Quatre-vingts ans après le massacre de Thiaroye, Biram Senghor, fils de l’un des tirailleurs tués par l’armée coloniale française, a déposé plainte contre X et contre l’État français pour recel de cadavre. À 86 ans, il cherche toujours à savoir où repose son père, M’Bap Senghor, abattu le 1er décembre 1944 pour avoir revendiqué le paiement de sa solde due.
Cette initiative judiciaire intervient quelques mois après que la France a officiellement reconnu M’Bap Senghor comme « Mort pour la France », et qualifié les événements de Thiaroye de « massacre ». Pourtant, cette reconnaissance reste, selon plusieurs historiens, largement incomplète. Si les autorités françaises évoquent 35 morts, certains travaux estiment que plus de 400 tirailleurs ont été tués. Quant aux lieux d’inhumation, ils demeurent à ce jour non identifiés.
Le massacre de Thiaroye s’est déroulé dans un contexte explosif. Des soldats africains, démobilisés après avoir servi la France pendant la Seconde Guerre mondiale, manifestaient pour obtenir leur solde. L’armée française a alors ouvert le feu. Depuis, le traitement historique de cet épisode reste flou, entravé par des silences d’État et des archives difficilement accessibles. François Hollande, lors d’une visite à Dakar en 2014, avait assuré avoir transmis l’ensemble des documents disponibles. Mais des chercheurs et les familles des victimes dénoncent encore aujourd’hui l’opacité de ces archives.
L’avocat de Biram Senghor, Maître Amadou Dieng, s’appuie sur l’article 434-7 du Code pénal français, qui sanctionne l’obstruction à la découverte d’un cadavre. Selon lui, des documents permettant de localiser les corps existent et leur non-divulgation constitue une infraction. « Il faut qu’ils nous disent où se trouve le cadavre », insiste-t-il, dénonçant une entrave systématique à l’accès aux archives.
La plainte déposée à Paris marque une nouvelle étape dans la longue lutte pour la reconnaissance des tirailleurs africains.
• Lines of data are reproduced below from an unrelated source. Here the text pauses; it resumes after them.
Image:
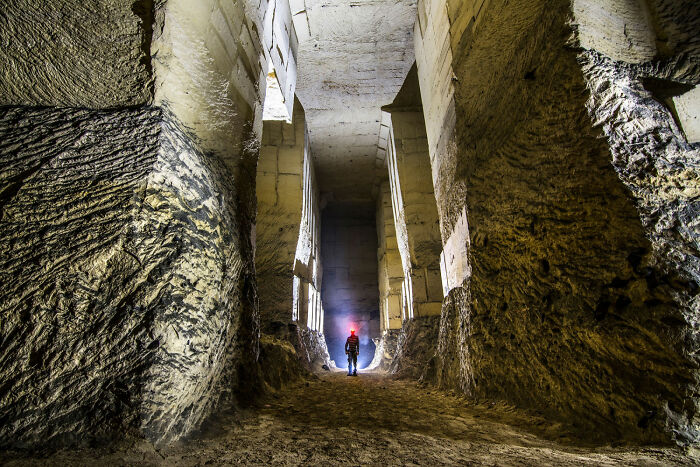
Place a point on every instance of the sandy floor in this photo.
(369, 420)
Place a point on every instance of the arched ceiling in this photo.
(353, 57)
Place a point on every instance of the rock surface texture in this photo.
(353, 57)
(128, 299)
(575, 194)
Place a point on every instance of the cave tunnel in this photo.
(199, 200)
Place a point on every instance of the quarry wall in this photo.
(288, 247)
(566, 196)
(129, 298)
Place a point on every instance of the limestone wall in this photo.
(287, 255)
(390, 272)
(128, 297)
(565, 195)
(415, 210)
(350, 290)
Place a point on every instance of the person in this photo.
(352, 350)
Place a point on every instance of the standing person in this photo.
(352, 350)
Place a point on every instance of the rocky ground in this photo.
(371, 419)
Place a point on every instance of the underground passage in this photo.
(209, 208)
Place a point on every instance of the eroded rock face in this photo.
(124, 287)
(581, 246)
(71, 53)
(129, 300)
(415, 349)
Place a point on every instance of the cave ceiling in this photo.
(353, 57)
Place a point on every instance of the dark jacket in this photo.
(352, 345)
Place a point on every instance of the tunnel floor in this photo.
(371, 419)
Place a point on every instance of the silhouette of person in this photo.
(352, 350)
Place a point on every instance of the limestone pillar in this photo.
(389, 259)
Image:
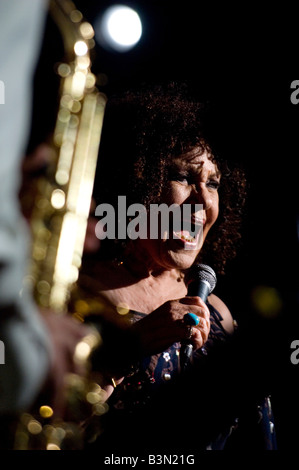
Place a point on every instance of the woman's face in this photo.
(193, 180)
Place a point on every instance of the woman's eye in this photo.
(184, 179)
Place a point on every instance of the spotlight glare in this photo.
(119, 28)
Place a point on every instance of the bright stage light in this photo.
(119, 28)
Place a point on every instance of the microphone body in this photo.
(202, 284)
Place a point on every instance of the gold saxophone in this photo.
(59, 223)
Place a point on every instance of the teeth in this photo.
(183, 237)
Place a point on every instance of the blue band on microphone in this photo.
(191, 319)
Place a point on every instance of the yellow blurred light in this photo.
(266, 300)
(45, 411)
(80, 48)
(86, 30)
(52, 446)
(122, 309)
(34, 426)
(58, 199)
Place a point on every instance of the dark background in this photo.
(243, 60)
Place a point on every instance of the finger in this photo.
(192, 300)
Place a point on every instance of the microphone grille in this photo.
(203, 272)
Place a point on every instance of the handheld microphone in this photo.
(203, 282)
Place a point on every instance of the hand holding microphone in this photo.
(202, 284)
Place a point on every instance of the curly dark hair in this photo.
(143, 131)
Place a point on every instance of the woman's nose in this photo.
(201, 195)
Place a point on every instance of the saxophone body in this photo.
(62, 207)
Elle pose frontalement la question de la responsabilité de l’État français dans la dissimulation des traces de ce crime colonial. Elle pourrait aussi ouvrir la voie à d’autres actions judiciaires de descendants de victimes, bien au-delà du cas Senghor.
En reconnaissant officiellement le massacre, Paris a franchi une étape symbolique. Mais tant que les archives ne sont pas pleinement accessibles et que les corps des victimes ne sont pas localisés, cette reconnaissance reste inachevée. L’affaire portée par Biram Senghor ravive une exigence de vérité et de justice, et met à l’épreuve la volonté réelle de l’État français d’assumer son passé colonial.